練習に、例えば地名の東京を英語的に発音してみてはどうだろう。東京の東は「トー」と高く伸びる、東京の京「キョー」と長く低く。「トーキョー」だ。次に英語の真似をして東京を発音してみよう。東京の東はアクセントの乗った「’To」、東京の京は「kyo 」。「’Tokyo」「トッキョ」(仮にカタカナ化すると)だ。大阪は「オッサッカ」(仮にカタカナ化すると)に近くなるだろう。

 もう少し厄介なことを提案すると、上記はあくまで発音の練習であって、僕は個人的には英語アナウンスをするときに日本の地名は日本語の発音に近く、英語の強弱に変えない方が良いと思っている人間だ。既に東京とか大阪のように英語圏の人の耳にトッキョだのオッサッカなどと耳慣れてしまっているものは仕方がないかもしれないが、その他は元の音に近く。日本の人名地名はを元の音に忠実に読もうとすると、かなりゆっくり読まなければならないとは思う。奇異に聞こえる可能性もある。しかし日本の人名地名はあくまで日本の人名地名であって英語の流れの中で奇異に聞こえても致し方ないのではないかと思う。

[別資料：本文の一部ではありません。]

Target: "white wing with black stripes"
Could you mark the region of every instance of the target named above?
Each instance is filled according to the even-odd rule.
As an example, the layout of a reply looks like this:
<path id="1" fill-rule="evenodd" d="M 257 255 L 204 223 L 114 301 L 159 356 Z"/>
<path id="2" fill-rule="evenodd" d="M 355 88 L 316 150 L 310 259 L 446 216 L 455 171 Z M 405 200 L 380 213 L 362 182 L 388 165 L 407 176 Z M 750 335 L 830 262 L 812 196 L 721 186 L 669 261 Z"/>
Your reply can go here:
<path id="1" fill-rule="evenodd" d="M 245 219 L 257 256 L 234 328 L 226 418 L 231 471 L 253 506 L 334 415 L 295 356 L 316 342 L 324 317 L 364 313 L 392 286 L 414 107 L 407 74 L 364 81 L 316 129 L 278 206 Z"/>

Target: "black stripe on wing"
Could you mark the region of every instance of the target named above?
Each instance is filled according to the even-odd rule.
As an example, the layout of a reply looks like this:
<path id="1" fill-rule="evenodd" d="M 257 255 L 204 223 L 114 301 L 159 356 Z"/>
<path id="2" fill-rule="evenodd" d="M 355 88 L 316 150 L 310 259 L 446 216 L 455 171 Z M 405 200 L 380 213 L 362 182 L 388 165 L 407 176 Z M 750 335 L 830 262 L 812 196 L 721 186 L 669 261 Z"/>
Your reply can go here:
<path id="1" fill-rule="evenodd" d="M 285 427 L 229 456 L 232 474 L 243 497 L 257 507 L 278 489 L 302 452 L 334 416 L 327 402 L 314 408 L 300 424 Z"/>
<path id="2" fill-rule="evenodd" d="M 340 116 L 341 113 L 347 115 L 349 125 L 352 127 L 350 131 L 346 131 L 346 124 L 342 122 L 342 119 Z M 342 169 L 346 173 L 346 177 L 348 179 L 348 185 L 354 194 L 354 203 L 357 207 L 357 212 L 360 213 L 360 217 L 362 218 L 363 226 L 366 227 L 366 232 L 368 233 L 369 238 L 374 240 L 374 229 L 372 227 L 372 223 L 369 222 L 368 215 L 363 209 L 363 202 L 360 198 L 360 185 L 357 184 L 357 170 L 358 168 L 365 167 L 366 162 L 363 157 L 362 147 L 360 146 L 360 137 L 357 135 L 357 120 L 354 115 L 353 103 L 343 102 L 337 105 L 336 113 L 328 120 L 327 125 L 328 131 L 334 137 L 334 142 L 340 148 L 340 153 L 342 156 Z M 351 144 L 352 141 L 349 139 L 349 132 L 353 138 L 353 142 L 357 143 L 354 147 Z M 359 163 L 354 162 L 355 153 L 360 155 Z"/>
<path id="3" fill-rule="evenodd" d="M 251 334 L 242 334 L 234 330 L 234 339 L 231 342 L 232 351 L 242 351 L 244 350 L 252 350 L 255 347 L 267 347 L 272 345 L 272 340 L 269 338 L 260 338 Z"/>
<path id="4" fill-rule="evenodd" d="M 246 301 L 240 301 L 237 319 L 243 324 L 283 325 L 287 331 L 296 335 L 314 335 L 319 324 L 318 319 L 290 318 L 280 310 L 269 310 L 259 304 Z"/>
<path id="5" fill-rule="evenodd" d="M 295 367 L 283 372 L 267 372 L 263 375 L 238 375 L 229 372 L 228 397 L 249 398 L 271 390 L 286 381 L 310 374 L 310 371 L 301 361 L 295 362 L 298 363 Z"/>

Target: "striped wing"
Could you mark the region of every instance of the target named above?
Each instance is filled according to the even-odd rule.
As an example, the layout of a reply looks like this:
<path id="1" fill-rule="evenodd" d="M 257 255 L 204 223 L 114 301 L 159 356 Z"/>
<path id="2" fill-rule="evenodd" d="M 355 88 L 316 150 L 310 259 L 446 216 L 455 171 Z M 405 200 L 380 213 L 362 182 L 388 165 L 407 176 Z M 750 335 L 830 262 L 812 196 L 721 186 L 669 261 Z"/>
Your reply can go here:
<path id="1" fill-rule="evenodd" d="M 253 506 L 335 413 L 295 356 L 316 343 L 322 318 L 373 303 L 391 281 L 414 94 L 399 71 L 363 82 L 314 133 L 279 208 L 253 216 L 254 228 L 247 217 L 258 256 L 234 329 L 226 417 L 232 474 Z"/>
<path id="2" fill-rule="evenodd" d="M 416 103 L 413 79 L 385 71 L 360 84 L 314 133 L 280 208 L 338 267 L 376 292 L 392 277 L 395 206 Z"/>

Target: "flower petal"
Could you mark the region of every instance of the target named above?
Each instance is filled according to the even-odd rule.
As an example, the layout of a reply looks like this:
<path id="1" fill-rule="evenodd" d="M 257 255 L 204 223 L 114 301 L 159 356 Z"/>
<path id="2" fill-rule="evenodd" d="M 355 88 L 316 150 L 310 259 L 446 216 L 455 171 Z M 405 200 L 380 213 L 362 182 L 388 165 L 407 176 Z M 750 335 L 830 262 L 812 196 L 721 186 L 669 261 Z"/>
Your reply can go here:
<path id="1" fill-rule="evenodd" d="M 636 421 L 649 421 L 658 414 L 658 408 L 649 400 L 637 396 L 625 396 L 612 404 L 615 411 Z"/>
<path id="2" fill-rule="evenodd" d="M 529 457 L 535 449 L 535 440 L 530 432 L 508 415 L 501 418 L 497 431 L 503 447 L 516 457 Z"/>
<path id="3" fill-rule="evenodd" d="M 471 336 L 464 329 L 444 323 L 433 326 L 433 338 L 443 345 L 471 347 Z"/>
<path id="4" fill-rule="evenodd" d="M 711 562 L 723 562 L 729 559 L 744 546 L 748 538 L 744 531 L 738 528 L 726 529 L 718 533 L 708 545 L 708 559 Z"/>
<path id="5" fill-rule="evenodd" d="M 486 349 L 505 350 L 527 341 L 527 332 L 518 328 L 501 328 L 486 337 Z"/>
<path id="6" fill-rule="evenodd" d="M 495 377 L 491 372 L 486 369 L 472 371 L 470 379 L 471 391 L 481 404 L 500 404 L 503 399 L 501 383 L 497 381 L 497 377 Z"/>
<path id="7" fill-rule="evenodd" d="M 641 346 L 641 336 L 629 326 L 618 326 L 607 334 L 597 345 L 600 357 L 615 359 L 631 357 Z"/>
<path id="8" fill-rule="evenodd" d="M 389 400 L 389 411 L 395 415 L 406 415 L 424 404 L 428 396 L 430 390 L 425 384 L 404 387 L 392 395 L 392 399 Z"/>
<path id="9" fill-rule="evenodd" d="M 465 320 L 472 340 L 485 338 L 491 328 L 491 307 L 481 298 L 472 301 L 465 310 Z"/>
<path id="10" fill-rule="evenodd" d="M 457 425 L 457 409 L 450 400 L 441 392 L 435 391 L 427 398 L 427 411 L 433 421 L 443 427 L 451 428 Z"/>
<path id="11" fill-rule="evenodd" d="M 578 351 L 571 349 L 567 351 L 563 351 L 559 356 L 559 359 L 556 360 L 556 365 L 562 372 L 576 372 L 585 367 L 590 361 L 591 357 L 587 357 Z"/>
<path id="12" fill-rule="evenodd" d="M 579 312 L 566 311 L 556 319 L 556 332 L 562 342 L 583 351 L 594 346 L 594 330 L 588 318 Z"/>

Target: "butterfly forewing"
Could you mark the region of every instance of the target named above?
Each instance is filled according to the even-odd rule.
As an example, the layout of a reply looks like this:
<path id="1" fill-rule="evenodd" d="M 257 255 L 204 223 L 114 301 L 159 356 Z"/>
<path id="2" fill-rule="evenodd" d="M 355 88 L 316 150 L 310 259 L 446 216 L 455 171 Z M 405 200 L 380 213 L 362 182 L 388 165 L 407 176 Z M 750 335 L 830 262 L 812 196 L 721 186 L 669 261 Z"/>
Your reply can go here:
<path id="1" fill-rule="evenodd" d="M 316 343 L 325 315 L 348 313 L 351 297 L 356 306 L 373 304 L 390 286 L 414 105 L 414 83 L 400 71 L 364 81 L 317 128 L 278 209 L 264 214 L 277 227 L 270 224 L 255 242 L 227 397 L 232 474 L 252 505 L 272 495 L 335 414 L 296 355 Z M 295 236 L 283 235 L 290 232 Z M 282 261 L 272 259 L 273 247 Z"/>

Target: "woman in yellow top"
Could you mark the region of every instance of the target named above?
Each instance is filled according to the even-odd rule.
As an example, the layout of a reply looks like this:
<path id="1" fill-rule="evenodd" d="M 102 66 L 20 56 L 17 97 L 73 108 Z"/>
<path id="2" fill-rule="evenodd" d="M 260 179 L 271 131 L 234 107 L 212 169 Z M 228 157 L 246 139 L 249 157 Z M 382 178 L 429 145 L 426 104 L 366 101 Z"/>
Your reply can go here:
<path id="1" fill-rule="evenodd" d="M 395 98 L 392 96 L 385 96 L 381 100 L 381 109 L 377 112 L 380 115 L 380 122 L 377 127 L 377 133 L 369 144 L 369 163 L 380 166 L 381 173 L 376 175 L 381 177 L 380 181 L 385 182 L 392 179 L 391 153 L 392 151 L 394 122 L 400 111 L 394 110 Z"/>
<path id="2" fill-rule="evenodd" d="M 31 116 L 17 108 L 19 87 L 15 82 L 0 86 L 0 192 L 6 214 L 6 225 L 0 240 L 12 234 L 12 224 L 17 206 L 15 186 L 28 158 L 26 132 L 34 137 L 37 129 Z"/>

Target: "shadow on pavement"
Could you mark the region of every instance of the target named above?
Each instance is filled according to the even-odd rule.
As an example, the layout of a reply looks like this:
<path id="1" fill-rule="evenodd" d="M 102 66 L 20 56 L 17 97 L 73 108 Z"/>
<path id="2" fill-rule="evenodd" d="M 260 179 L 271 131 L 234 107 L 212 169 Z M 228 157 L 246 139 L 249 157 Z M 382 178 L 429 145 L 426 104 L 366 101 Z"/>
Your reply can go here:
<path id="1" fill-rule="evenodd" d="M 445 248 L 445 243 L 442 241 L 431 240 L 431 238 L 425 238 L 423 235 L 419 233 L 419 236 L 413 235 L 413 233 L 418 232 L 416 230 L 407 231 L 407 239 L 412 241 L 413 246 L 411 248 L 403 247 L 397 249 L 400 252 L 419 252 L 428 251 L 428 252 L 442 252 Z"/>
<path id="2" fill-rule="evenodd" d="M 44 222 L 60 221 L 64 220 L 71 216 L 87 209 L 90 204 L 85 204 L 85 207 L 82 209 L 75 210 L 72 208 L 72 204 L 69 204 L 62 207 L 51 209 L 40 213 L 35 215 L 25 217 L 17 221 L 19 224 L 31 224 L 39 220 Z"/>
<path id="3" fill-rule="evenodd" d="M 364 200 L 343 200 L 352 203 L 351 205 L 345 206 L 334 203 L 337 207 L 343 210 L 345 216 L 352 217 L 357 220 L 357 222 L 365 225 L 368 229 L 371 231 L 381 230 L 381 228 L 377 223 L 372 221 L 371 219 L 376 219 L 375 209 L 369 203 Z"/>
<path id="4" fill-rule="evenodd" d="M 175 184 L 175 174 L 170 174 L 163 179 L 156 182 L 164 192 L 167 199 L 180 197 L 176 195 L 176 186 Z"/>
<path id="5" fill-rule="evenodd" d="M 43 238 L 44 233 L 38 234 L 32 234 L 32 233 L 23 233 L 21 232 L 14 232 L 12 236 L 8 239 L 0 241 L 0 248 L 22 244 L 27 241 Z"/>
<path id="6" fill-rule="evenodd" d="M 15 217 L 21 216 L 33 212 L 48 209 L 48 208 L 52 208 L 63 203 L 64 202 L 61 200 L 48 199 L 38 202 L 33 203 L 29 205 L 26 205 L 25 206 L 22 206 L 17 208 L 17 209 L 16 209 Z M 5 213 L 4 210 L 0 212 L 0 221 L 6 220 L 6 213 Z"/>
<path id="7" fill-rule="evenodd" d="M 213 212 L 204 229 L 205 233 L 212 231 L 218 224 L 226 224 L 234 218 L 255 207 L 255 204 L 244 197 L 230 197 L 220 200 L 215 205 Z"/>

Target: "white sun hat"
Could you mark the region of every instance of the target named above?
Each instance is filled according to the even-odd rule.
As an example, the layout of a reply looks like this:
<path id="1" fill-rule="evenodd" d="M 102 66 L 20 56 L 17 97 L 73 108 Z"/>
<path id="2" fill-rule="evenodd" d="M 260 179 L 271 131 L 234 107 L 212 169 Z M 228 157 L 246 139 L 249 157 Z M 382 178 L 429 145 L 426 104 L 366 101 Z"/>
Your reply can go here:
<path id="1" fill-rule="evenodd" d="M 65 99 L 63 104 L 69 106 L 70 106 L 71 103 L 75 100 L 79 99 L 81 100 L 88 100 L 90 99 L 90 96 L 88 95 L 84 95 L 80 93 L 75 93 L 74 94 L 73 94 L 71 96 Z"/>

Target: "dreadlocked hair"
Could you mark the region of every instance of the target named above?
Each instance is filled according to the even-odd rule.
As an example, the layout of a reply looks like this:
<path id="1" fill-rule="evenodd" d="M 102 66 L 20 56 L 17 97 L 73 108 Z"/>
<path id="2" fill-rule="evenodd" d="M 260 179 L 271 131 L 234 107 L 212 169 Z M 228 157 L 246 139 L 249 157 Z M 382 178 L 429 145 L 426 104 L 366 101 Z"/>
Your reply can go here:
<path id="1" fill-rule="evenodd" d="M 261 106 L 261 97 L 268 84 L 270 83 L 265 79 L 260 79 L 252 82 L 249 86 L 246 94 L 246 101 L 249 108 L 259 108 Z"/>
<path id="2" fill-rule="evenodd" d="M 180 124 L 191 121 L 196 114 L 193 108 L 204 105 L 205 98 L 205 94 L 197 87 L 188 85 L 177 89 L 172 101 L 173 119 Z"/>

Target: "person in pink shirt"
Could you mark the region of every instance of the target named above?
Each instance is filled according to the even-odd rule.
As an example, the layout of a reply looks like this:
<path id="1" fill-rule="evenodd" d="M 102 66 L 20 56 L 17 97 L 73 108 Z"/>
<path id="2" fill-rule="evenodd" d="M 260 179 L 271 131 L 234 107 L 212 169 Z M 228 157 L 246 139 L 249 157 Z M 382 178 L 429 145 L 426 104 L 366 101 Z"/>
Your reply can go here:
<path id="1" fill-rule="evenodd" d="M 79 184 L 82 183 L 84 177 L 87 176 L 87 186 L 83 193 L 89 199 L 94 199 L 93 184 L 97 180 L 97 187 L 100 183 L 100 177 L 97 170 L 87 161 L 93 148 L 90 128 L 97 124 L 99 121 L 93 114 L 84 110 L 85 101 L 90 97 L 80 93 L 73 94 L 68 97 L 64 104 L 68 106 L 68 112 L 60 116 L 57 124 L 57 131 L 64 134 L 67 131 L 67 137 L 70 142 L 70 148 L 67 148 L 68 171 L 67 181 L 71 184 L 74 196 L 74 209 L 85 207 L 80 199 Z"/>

 強弱アクセント関連で、英語の発音のヒントを一つ書くと、はっきり発音しなければいけないのはアクセントが載っている部分だけであって、その他の部分はほとんど聞こえなくても良い、つまりあいまい母音で構わない。国際発音記号だと逆さまのe。だがタイプライターに文字がない場合はeとhで”eh”と表記されるようだ。先ほどの「ライノ」で言うと[’RAI-neh]と言ったところだろうか。二重母音のAとIが繋がりRA-Iと聞こえれば、後のnoの部分はnがかすかに聞こえれば良い。

この辺りは「肝」の部分なので、いずれまたと思っている。